It’s raining here in Dallas this morning, and pensive is my mood. I’m locked in thoughts ranging from my age to political assassinations to the future that awaits my children. The title of this post is a famous line from the 17th Century John Milton (Paradise Lost) poem, I Did but Prompt. It’s one of the most fascinating, pre-American statements, and it says a lot about human nature. “License they mean when they cry liberty” has been with me for decades, and it never fails to influence my thinking when I hear people spouting about that most important American word “liberty.”
Milton’s poem is about the uselessness of preaching the truth of freedom to a class of people who are, frankly, uninterested, because it will impact their place in life. “…all this waste of wealth,” he writes, “and loss of blood.” He refers to the Biblical wisdom of not “casting your pearls before swine,” an admonishment not to waste your time with people who refuse to listen, people whose own contempt for truth leads them astray.

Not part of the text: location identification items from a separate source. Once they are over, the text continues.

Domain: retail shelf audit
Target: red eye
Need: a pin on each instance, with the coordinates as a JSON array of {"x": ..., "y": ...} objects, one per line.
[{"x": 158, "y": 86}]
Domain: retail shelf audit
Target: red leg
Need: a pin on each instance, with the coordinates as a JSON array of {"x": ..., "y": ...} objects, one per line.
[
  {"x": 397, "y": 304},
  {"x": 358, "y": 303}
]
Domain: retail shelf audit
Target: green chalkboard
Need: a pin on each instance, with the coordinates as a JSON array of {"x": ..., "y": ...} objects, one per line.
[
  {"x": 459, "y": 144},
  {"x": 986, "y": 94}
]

And yet, as Milton suggests, these people are often loudly proclaiming their belief in liberty, often defending it with war and violence. Milton, however, sees through this and proclaims that what they’re really defending is “license,” a much different concept than that of liberty.
“For who loves that (liberty),” he notes, “must first be wise and good.”

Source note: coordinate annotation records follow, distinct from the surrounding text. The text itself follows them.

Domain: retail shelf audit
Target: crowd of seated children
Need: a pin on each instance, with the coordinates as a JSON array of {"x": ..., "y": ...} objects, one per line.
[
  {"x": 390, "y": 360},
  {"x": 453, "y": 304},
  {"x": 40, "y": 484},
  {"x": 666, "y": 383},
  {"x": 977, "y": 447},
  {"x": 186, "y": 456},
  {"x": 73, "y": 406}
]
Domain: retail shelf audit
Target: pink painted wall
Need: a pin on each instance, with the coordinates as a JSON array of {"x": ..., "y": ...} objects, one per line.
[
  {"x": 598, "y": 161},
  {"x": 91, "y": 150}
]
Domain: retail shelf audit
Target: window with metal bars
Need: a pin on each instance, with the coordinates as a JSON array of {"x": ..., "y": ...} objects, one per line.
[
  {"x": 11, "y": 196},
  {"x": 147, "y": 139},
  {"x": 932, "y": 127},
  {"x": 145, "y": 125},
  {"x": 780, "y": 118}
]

I think this is being played out before us today in nearly every corner of our culture. Nobody wants the truth inherent in liberty, because liberty requires responsibility. We want license, the “freedom” to do what we want at all times. Milton wisely notes that there’s a HUGE difference between the two, and I think we need to talk about this.
The First Amendment, for example, is a requisite cornerstone of liberty, because the courage to tell the truth must be protected. However, when it’s used to protect license, it’s polluted and turned on its head, and that’s a problem. I think the Founding Fathers knew that liberty demands sacrifice (Milton’s view), but we don’t hear much about that today. The emphasis on truth is the differentiator, which is why I am obligated to support everything about WikiLeaks and at the same time curse the political discourse of today, like that which played at least some role in the murderous atrocity in Tucson yesterday. The former seeks truth, but the latter seeks self gain.
License they mean when they cry liberty.